Peterman is a professor and Canada research chair in fisheries risk assessment and management at Simon Fraser University’s School of Resource and Environmental Management, in Burnaby, British Columbia.

He noted in an email response to a query on the study that biologists in several fisheries management agencies, including the Alaska Department of Fish and Game, provided data to the researchers.

Peterman said it is possible that the downward trends in productivity across the sockeye stocks south of central Alaska are the result of a variety of causes, such as freshwater habitat degradation or contaminants, that have each independently affected many small regions. Still, he said the large spatial extent of similar time trends in productivity for over 25 stocks has occurred in both relatively pristine and heavily disturbed habitats.

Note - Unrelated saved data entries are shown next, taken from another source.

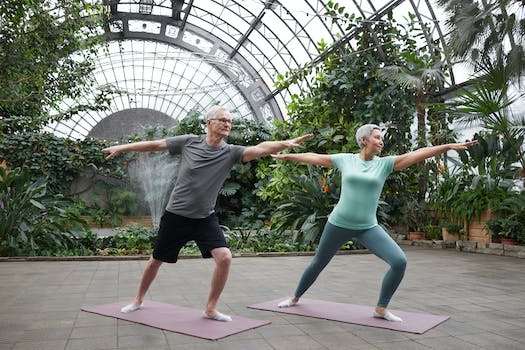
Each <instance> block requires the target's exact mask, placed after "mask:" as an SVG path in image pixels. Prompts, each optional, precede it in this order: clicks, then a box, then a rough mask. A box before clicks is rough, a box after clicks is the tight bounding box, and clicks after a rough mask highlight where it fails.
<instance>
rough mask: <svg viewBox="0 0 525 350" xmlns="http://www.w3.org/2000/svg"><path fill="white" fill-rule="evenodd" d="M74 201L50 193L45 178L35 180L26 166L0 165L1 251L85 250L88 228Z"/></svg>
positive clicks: (22, 252) (54, 252)
mask: <svg viewBox="0 0 525 350" xmlns="http://www.w3.org/2000/svg"><path fill="white" fill-rule="evenodd" d="M71 204H72V201H71V200H69V199H67V198H64V197H63V196H61V195H52V194H48V193H47V183H46V179H45V178H40V179H38V180H32V179H31V178H30V176H29V170H28V169H27V168H23V169H22V168H15V169H13V170H11V171H7V170H6V169H4V168H3V167H0V209H1V210H0V255H3V256H6V255H7V256H17V255H54V254H57V252H60V251H64V250H66V251H72V250H82V249H83V247H82V244H81V241H80V239H81V238H83V237H85V236H86V234H87V233H88V232H89V228H88V227H87V225H86V223H85V222H84V221H83V220H81V219H80V217H79V215H78V213H77V212H75V211H70V210H68V209H67V208H68V206H69V205H71Z"/></svg>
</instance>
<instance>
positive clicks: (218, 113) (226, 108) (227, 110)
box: [206, 106, 229, 120]
mask: <svg viewBox="0 0 525 350" xmlns="http://www.w3.org/2000/svg"><path fill="white" fill-rule="evenodd" d="M222 111H226V112H229V109H228V108H226V107H223V106H213V107H211V108H210V109H208V112H206V120H208V119H215V118H217V115H218V114H219V112H222Z"/></svg>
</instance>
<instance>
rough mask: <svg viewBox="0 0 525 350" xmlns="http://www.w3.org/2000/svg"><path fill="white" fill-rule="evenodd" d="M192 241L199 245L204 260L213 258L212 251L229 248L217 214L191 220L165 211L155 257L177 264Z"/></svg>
mask: <svg viewBox="0 0 525 350" xmlns="http://www.w3.org/2000/svg"><path fill="white" fill-rule="evenodd" d="M192 240H193V241H195V243H197V246H198V247H199V249H200V251H201V254H202V257H203V258H211V251H212V250H213V249H215V248H221V247H226V248H227V247H228V243H226V239H225V238H224V234H223V232H222V230H221V227H220V226H219V219H218V218H217V216H216V215H215V214H211V215H210V216H208V217H207V218H204V219H191V218H187V217H184V216H180V215H177V214H173V213H170V212H169V211H165V212H164V215H162V217H161V219H160V225H159V233H158V235H157V242H156V243H155V248H154V249H153V257H154V258H155V259H157V260H160V261H163V262H167V263H175V262H177V258H178V256H179V252H180V250H181V248H182V247H184V246H185V245H186V243H188V242H189V241H192Z"/></svg>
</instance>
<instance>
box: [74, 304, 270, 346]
mask: <svg viewBox="0 0 525 350" xmlns="http://www.w3.org/2000/svg"><path fill="white" fill-rule="evenodd" d="M126 304H127V303H125V302H118V303H112V304H104V305H97V306H90V307H83V308H82V311H86V312H92V313H95V314H99V315H103V316H109V317H114V318H118V319H121V320H126V321H130V322H135V323H140V324H143V325H147V326H150V327H154V328H159V329H163V330H167V331H171V332H176V333H182V334H186V335H191V336H194V337H199V338H204V339H210V340H217V339H221V338H224V337H227V336H229V335H232V334H235V333H240V332H243V331H247V330H249V329H253V328H257V327H260V326H264V325H266V324H269V323H271V322H270V321H264V320H255V319H250V318H246V317H241V316H235V315H233V316H232V322H220V321H214V320H210V319H207V318H204V317H202V310H196V309H191V308H188V307H182V306H176V305H171V304H163V303H158V302H154V301H145V302H144V307H142V308H141V309H140V310H137V311H134V312H130V313H127V314H124V313H122V312H120V309H121V308H122V307H123V306H125V305H126Z"/></svg>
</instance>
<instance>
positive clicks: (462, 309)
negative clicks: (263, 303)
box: [0, 246, 525, 350]
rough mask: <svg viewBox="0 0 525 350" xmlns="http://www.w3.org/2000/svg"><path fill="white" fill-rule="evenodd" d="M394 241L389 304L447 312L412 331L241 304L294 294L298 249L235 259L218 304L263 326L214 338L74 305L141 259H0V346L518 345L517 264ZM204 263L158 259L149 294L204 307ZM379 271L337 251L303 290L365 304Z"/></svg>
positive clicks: (433, 345) (338, 345) (218, 346)
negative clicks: (336, 255) (400, 259)
mask: <svg viewBox="0 0 525 350" xmlns="http://www.w3.org/2000/svg"><path fill="white" fill-rule="evenodd" d="M402 248H403V249H404V250H405V251H406V254H407V256H408V268H407V273H406V275H405V279H404V281H403V282H402V284H401V287H400V289H399V290H398V291H397V293H396V295H395V296H394V299H393V301H392V303H391V305H390V307H391V308H392V309H402V310H406V311H415V312H425V313H435V314H443V315H449V316H451V319H450V320H448V321H446V322H445V323H443V324H441V325H439V326H437V327H436V328H434V329H432V330H430V331H428V332H426V333H425V334H422V335H416V334H409V333H402V332H395V331H389V330H385V329H378V328H371V327H364V326H358V325H353V324H346V323H339V322H333V321H326V320H319V319H313V318H306V317H301V316H293V315H286V314H281V313H271V312H265V311H260V310H252V309H248V308H246V305H250V304H254V303H257V302H262V301H267V300H271V299H276V298H279V297H284V296H287V295H289V294H290V293H292V292H293V290H294V288H295V284H296V283H297V281H298V279H299V277H300V274H301V272H302V270H303V268H304V267H305V266H306V264H307V263H308V262H309V261H310V259H311V257H308V256H303V257H297V256H294V257H257V258H236V259H234V261H233V265H232V271H231V275H230V279H229V281H228V285H227V286H226V290H225V291H224V293H223V295H222V297H221V303H220V310H221V311H223V312H226V313H230V314H232V315H233V316H235V315H241V316H247V317H252V318H258V319H267V320H271V321H272V323H271V324H270V325H267V326H263V327H260V328H257V329H254V330H250V331H246V332H242V333H239V334H236V335H232V336H230V337H227V338H224V339H221V340H219V341H208V340H203V339H199V338H194V337H189V336H185V335H181V334H177V333H171V332H165V331H161V330H157V329H154V328H149V327H146V326H141V325H137V324H133V323H129V322H125V321H117V320H115V319H111V318H107V317H103V316H98V315H95V314H90V313H86V312H82V311H80V308H81V307H82V306H87V305H97V304H102V303H110V302H115V301H120V300H130V299H131V298H132V297H133V296H134V293H135V291H136V288H137V286H138V282H139V280H140V276H141V274H142V269H143V267H144V264H145V261H45V262H43V261H31V262H29V261H24V262H0V281H1V289H0V349H2V350H4V349H5V350H12V349H16V350H22V349H35V350H46V349H52V350H57V349H60V350H62V349H66V350H79V349H89V350H96V349H101V350H102V349H148V350H151V349H184V350H191V349H199V350H201V349H202V350H208V349H231V350H234V349H235V350H236V349H239V350H262V349H282V350H293V349H301V350H303V349H349V350H353V349H362V350H368V349H385V350H395V349H400V350H401V349H402V350H414V349H438V350H441V349H447V350H449V349H450V350H461V349H473V350H474V349H476V350H479V349H487V350H493V349H498V350H499V349H525V305H524V301H525V259H517V258H510V257H500V256H493V255H484V254H472V253H462V252H456V251H455V250H453V249H447V250H442V249H424V248H418V247H410V246H403V247H402ZM212 269H213V261H211V260H202V259H184V260H181V261H179V263H177V264H175V265H167V264H166V265H163V267H162V268H161V270H160V272H159V275H158V277H157V279H156V281H155V282H154V284H153V286H152V287H151V289H150V292H149V294H148V296H147V297H148V298H149V299H152V300H156V301H160V302H166V303H173V304H177V305H181V306H188V307H194V308H200V307H203V305H204V302H205V300H206V298H207V293H208V286H209V281H210V276H211V273H212ZM385 270H386V265H385V264H384V263H383V262H381V261H380V260H379V259H378V258H376V257H375V256H374V255H371V254H357V255H338V256H336V257H335V258H334V259H333V260H332V262H331V263H330V264H329V265H328V267H327V268H326V269H325V271H324V272H323V273H322V274H321V276H320V277H319V279H318V281H317V282H316V283H315V284H314V286H313V287H312V288H311V289H310V290H309V291H308V292H307V293H306V294H305V297H308V298H312V299H323V300H331V301H337V302H348V303H353V304H364V305H373V304H374V303H375V301H376V298H377V294H378V289H379V285H380V282H381V278H382V276H383V274H384V272H385ZM371 310H372V306H371Z"/></svg>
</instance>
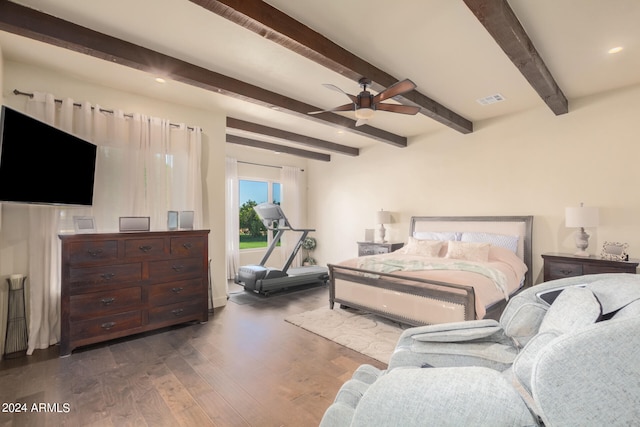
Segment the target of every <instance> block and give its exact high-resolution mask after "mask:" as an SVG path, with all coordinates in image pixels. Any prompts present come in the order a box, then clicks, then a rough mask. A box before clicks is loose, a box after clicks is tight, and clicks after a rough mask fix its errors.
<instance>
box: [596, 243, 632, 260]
mask: <svg viewBox="0 0 640 427" xmlns="http://www.w3.org/2000/svg"><path fill="white" fill-rule="evenodd" d="M628 247H629V245H628V244H627V243H620V242H604V243H603V244H602V252H601V253H600V257H601V258H602V259H606V260H609V261H628V260H629V254H628V253H627V248H628Z"/></svg>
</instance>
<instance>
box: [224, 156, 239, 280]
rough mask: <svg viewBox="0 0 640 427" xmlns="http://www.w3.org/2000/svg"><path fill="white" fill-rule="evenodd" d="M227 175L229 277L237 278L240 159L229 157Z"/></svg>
mask: <svg viewBox="0 0 640 427" xmlns="http://www.w3.org/2000/svg"><path fill="white" fill-rule="evenodd" d="M225 171H226V177H225V196H226V203H225V211H226V212H225V216H226V223H225V226H226V246H227V250H226V254H227V279H235V277H236V273H237V272H238V268H239V267H240V202H239V196H240V194H239V190H238V161H237V160H236V159H233V158H230V157H227V159H226V169H225Z"/></svg>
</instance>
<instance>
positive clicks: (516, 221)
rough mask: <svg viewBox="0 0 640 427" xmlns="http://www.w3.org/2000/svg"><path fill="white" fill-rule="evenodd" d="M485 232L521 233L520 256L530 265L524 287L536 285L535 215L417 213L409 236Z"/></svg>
mask: <svg viewBox="0 0 640 427" xmlns="http://www.w3.org/2000/svg"><path fill="white" fill-rule="evenodd" d="M465 231H466V232H482V233H494V234H502V235H507V236H518V237H519V239H518V249H517V252H516V253H517V255H518V256H519V257H520V258H521V259H522V260H523V261H524V263H525V264H526V265H527V267H528V270H527V273H526V274H525V283H524V286H525V287H528V286H531V285H533V255H532V241H531V236H532V232H533V216H414V217H411V225H410V228H409V235H410V236H413V235H414V233H416V232H417V233H421V232H456V233H462V232H465Z"/></svg>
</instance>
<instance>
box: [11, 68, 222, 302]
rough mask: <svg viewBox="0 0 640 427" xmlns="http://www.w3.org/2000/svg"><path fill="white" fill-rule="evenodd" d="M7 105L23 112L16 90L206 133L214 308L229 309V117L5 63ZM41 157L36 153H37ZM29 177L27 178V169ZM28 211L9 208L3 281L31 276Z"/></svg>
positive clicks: (205, 159)
mask: <svg viewBox="0 0 640 427" xmlns="http://www.w3.org/2000/svg"><path fill="white" fill-rule="evenodd" d="M1 69H2V70H3V79H2V86H3V88H4V89H3V91H2V94H3V98H4V103H6V104H8V105H10V106H13V107H15V108H16V109H20V110H24V105H25V104H24V103H25V100H26V99H25V98H24V97H23V96H16V95H13V94H12V93H11V92H12V91H13V89H19V90H21V91H25V92H32V91H42V92H51V93H53V94H54V95H56V96H57V97H60V98H63V97H70V98H73V99H74V100H75V101H90V102H92V103H94V104H99V105H100V106H102V107H105V108H118V109H122V110H123V111H125V112H140V113H144V114H148V115H151V116H156V117H163V118H167V119H170V120H171V121H172V122H175V123H186V124H188V125H194V126H200V127H202V128H203V130H204V132H203V141H202V151H203V153H202V154H203V157H202V170H203V175H204V180H205V181H204V182H203V188H204V195H205V198H204V211H205V212H204V218H203V223H204V226H205V228H208V229H210V235H209V257H210V258H211V259H212V273H213V287H214V306H221V305H224V304H226V274H225V266H226V263H225V257H224V252H225V245H224V237H225V228H224V215H225V213H224V175H225V174H224V168H225V160H224V157H225V155H224V153H225V144H226V143H225V131H226V117H225V115H224V114H223V113H222V112H220V111H216V110H214V109H212V110H203V109H196V108H189V107H185V106H183V105H178V104H172V103H170V102H165V101H160V100H158V99H152V98H147V97H144V96H139V95H136V94H133V93H128V92H122V91H118V90H115V89H113V88H110V87H104V86H100V85H97V84H92V83H88V82H86V81H80V80H75V79H74V78H73V77H72V76H68V75H61V74H58V73H56V72H55V71H53V70H44V69H40V68H37V67H32V66H27V65H24V64H20V63H15V62H10V61H6V60H5V61H4V67H2V68H1ZM34 155H37V153H34ZM25 173H28V168H27V169H26V171H25ZM25 209H26V208H25V207H24V206H22V205H5V206H4V207H3V212H4V215H3V216H4V218H3V227H2V229H1V230H0V277H2V280H4V277H5V276H6V275H9V274H12V273H23V274H24V273H26V271H25V270H26V268H27V261H26V260H27V255H28V245H27V240H26V238H27V236H26V230H27V229H26V227H27V223H26V222H25V220H24V218H25V215H24V212H25Z"/></svg>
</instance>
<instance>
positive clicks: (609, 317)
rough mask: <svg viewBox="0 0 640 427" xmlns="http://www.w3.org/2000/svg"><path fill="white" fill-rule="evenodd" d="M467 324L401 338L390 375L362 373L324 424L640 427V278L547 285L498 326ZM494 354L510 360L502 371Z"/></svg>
mask: <svg viewBox="0 0 640 427" xmlns="http://www.w3.org/2000/svg"><path fill="white" fill-rule="evenodd" d="M574 285H584V287H576V286H574ZM552 289H563V290H562V292H561V293H559V295H558V296H557V298H556V300H555V301H554V302H553V303H552V304H551V305H550V306H549V305H546V304H545V303H543V302H542V301H540V300H539V299H538V297H537V296H536V294H537V293H539V292H541V291H545V290H552ZM531 304H533V305H531ZM537 304H540V305H539V306H538V305H537ZM538 311H540V312H541V313H538ZM518 312H520V314H517V313H518ZM532 313H533V314H534V315H532ZM540 314H542V315H540ZM520 316H525V317H522V318H520ZM524 318H527V319H529V321H530V322H531V323H530V324H529V325H525V324H519V325H518V327H517V328H515V329H510V328H512V327H514V326H515V323H512V322H516V323H522V322H521V321H522V320H523V319H524ZM466 323H467V324H469V328H464V327H462V325H454V326H453V327H449V328H447V327H443V326H438V325H435V326H433V327H419V328H412V329H409V330H407V331H405V333H404V334H403V337H402V338H401V339H400V340H399V343H398V349H397V350H396V353H394V355H393V356H392V358H391V362H390V364H389V369H387V370H384V371H381V370H377V369H376V368H373V367H371V366H368V365H363V366H361V367H360V368H358V370H356V372H355V374H354V376H353V378H352V379H351V380H349V381H347V383H345V384H344V386H343V387H342V388H341V390H340V391H339V392H338V395H337V396H336V400H335V402H334V403H333V404H332V405H331V406H330V407H329V409H328V410H327V411H326V413H325V415H324V418H323V419H322V422H321V426H323V427H326V426H361V425H362V426H364V425H367V426H386V425H389V426H392V425H393V426H397V425H402V426H413V425H415V426H418V425H420V426H422V425H434V426H449V425H450V426H460V425H478V426H482V425H488V426H502V425H509V426H511V425H513V426H527V425H541V424H543V423H544V425H546V426H571V425H576V426H590V425H593V426H602V425H616V426H618V425H639V424H640V276H636V275H624V274H614V275H593V276H583V277H582V278H573V279H563V280H557V281H554V282H548V283H544V284H541V285H538V286H536V287H534V288H532V289H530V290H527V291H525V292H523V293H522V294H521V297H520V298H518V297H516V298H513V299H512V300H511V301H510V303H509V304H508V306H507V309H506V310H505V313H504V314H503V316H502V318H501V319H500V322H496V323H495V324H493V323H489V322H486V321H478V322H466ZM491 328H493V330H491ZM483 329H484V331H483V332H478V331H477V330H483ZM451 331H454V332H451ZM514 331H515V332H517V333H516V334H515V335H513V333H514ZM527 331H528V332H527ZM429 334H434V335H435V336H436V338H434V336H431V337H428V335H429ZM447 334H450V335H451V334H452V335H453V340H454V341H453V342H447V341H446V339H447V338H446V335H447ZM479 335H482V336H479ZM464 336H466V337H467V338H470V339H465V338H463V337H464ZM410 337H412V338H410ZM434 339H435V341H434ZM438 340H439V341H438ZM433 344H436V345H435V346H434V345H433ZM440 344H443V345H447V344H455V346H453V347H450V346H441V345H440ZM477 344H480V345H477ZM465 345H470V346H471V348H472V350H469V349H466V350H465V349H464V347H463V346H465ZM493 346H498V347H500V350H499V351H500V352H501V353H508V354H513V357H512V359H511V362H509V360H508V359H507V358H505V360H504V361H501V362H500V363H496V360H495V359H496V357H493V356H492V354H494V353H495V352H494V350H495V349H494V348H492V347H493ZM503 346H504V347H503ZM412 348H414V349H416V350H418V351H417V352H412V351H411V350H412ZM438 348H441V349H444V350H446V351H445V352H444V355H443V354H438V350H437V349H438ZM454 350H455V351H454ZM434 355H436V356H437V357H436V356H434ZM445 355H449V359H447V357H445ZM394 359H395V360H394ZM447 360H452V362H451V363H450V364H447ZM421 366H431V367H428V368H421Z"/></svg>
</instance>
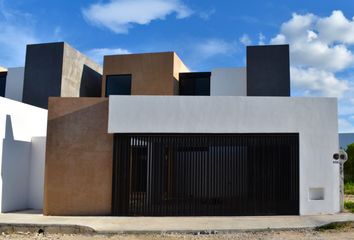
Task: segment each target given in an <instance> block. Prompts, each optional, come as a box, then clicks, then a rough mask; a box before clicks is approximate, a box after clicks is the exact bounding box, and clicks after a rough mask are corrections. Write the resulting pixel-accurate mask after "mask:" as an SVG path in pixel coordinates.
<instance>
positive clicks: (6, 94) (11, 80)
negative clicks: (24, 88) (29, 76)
mask: <svg viewBox="0 0 354 240" xmlns="http://www.w3.org/2000/svg"><path fill="white" fill-rule="evenodd" d="M24 77H25V68H24V67H16V68H9V69H8V71H7V76H6V88H5V97H6V98H9V99H12V100H16V101H19V102H22V93H23V81H24Z"/></svg>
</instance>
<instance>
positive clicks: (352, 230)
mask: <svg viewBox="0 0 354 240" xmlns="http://www.w3.org/2000/svg"><path fill="white" fill-rule="evenodd" d="M0 239H43V240H47V239H63V240H74V239H75V240H88V239H96V240H105V239H111V240H115V239H117V240H118V239H119V240H155V239H166V240H182V239H183V240H214V239H215V240H218V239H245V240H251V239H252V240H259V239H269V240H270V239H271V240H280V239H293V240H300V239H301V240H302V239H308V240H320V239H331V240H332V239H333V240H334V239H336V240H345V239H354V226H353V225H352V226H347V227H345V228H341V229H337V230H322V231H317V230H296V231H266V232H253V233H252V232H245V233H230V234H218V233H216V234H203V233H202V234H159V235H157V234H146V235H111V236H104V235H63V234H37V233H35V234H34V233H16V234H5V233H2V235H0Z"/></svg>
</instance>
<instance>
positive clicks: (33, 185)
mask: <svg viewBox="0 0 354 240" xmlns="http://www.w3.org/2000/svg"><path fill="white" fill-rule="evenodd" d="M46 131H47V110H46V109H41V108H38V107H34V106H31V105H28V104H24V103H20V102H17V101H13V100H10V99H7V98H2V97H0V163H1V164H0V169H1V179H0V207H1V212H10V211H16V210H23V209H38V208H39V209H40V208H42V201H43V200H42V195H43V181H44V171H43V168H44V153H45V136H46Z"/></svg>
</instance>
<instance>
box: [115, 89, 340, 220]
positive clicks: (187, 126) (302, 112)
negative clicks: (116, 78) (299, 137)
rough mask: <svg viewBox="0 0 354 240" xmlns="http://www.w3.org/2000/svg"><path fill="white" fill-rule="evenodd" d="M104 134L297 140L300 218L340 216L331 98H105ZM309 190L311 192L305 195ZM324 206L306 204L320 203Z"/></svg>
mask: <svg viewBox="0 0 354 240" xmlns="http://www.w3.org/2000/svg"><path fill="white" fill-rule="evenodd" d="M108 132H109V133H287V132H298V133H299V135H300V150H299V151H300V214H301V215H307V214H322V213H336V212H338V211H339V178H338V174H339V173H338V165H337V164H333V162H332V155H333V153H334V152H337V151H338V121H337V100H336V99H335V98H294V97H224V96H218V97H217V96H206V97H204V96H110V98H109V124H108ZM310 189H311V191H310ZM322 190H323V194H324V196H323V197H324V199H323V200H311V198H313V199H314V198H321V194H322V193H321V191H322Z"/></svg>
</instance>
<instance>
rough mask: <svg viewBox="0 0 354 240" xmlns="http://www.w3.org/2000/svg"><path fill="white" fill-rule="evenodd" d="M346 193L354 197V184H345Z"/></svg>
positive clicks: (346, 183) (344, 187)
mask: <svg viewBox="0 0 354 240" xmlns="http://www.w3.org/2000/svg"><path fill="white" fill-rule="evenodd" d="M344 193H345V194H348V195H354V182H346V183H345V184H344Z"/></svg>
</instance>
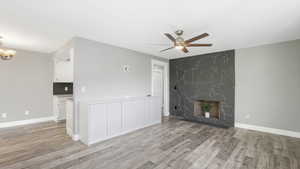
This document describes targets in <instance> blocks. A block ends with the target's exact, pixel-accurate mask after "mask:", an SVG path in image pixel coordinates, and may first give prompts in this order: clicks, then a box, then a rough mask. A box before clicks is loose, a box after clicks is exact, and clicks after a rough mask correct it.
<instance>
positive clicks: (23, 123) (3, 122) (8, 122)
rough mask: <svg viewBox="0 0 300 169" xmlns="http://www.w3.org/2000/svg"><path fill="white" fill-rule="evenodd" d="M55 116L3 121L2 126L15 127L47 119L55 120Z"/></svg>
mask: <svg viewBox="0 0 300 169" xmlns="http://www.w3.org/2000/svg"><path fill="white" fill-rule="evenodd" d="M54 119H55V118H54V117H52V116H51V117H42V118H36V119H29V120H20V121H11V122H1V123H0V128H7V127H15V126H20V125H27V124H35V123H42V122H47V121H54Z"/></svg>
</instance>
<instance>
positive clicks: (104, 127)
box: [89, 104, 107, 140]
mask: <svg viewBox="0 0 300 169" xmlns="http://www.w3.org/2000/svg"><path fill="white" fill-rule="evenodd" d="M89 108H90V111H89V118H90V120H94V121H97V122H95V123H89V136H90V140H103V139H105V138H106V136H107V113H106V105H105V104H95V105H91V106H90V107H89Z"/></svg>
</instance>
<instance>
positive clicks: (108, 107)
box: [106, 103, 123, 136]
mask: <svg viewBox="0 0 300 169" xmlns="http://www.w3.org/2000/svg"><path fill="white" fill-rule="evenodd" d="M106 112H107V122H108V123H107V127H108V130H107V135H109V136H114V135H117V134H118V133H120V132H122V126H123V121H122V104H121V103H108V104H106Z"/></svg>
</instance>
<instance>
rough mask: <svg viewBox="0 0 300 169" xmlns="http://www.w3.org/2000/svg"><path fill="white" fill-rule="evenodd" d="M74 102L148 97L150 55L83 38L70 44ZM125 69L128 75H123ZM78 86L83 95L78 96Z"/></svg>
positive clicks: (150, 79) (150, 71)
mask: <svg viewBox="0 0 300 169" xmlns="http://www.w3.org/2000/svg"><path fill="white" fill-rule="evenodd" d="M73 43H74V53H75V56H74V79H75V80H74V83H75V84H74V86H75V88H77V89H76V91H75V92H76V99H78V100H81V99H99V98H107V97H124V96H146V95H147V94H150V93H151V90H150V89H151V86H150V85H151V58H153V57H152V56H150V55H146V54H143V53H139V52H135V51H132V50H128V49H124V48H119V47H115V46H111V45H107V44H103V43H99V42H95V41H91V40H87V39H83V38H75V39H74V41H73ZM123 65H129V66H130V68H131V71H130V72H123ZM82 86H85V87H86V92H85V93H82V92H80V88H81V87H82Z"/></svg>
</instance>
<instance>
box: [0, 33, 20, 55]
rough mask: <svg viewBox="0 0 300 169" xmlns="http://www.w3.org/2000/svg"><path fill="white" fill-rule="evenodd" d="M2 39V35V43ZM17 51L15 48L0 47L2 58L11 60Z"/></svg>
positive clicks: (0, 54)
mask: <svg viewBox="0 0 300 169" xmlns="http://www.w3.org/2000/svg"><path fill="white" fill-rule="evenodd" d="M1 40H2V37H0V44H2V43H1ZM16 53H17V52H16V51H15V50H11V49H3V48H0V57H1V59H2V60H11V59H12V58H13V57H14V56H15V55H16Z"/></svg>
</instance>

This, he said, suggests that shared mechanisms are a more likely explanation, such as high mortality owing to predators, pathogens or poor food supply across Washington, British Columbia, Southeast Alaska and the Yakutat region of Alaska.

Peterson and Dorner analyzed productivity in 64 sockeye salmon populations. They found that the decline in productivity of Fraser River sockeye salmon in British Columbia was not unique to that river system, and that productivity has also declined rapidly in many other populations since the 1990s.

The authors also found that the region with downward trends in productivity has spread further north over the past two decade, an observation they said is consistent with large-scale changes in climate-driver oceanographic patterns that were previously implicated as drivers of sockeye productivity.
The study, “A widespread decrease in productivity of sockeye salmon populations in western North America,” appears in the August issue of Canadian Journal of Fisheries and Aquatic Sciences.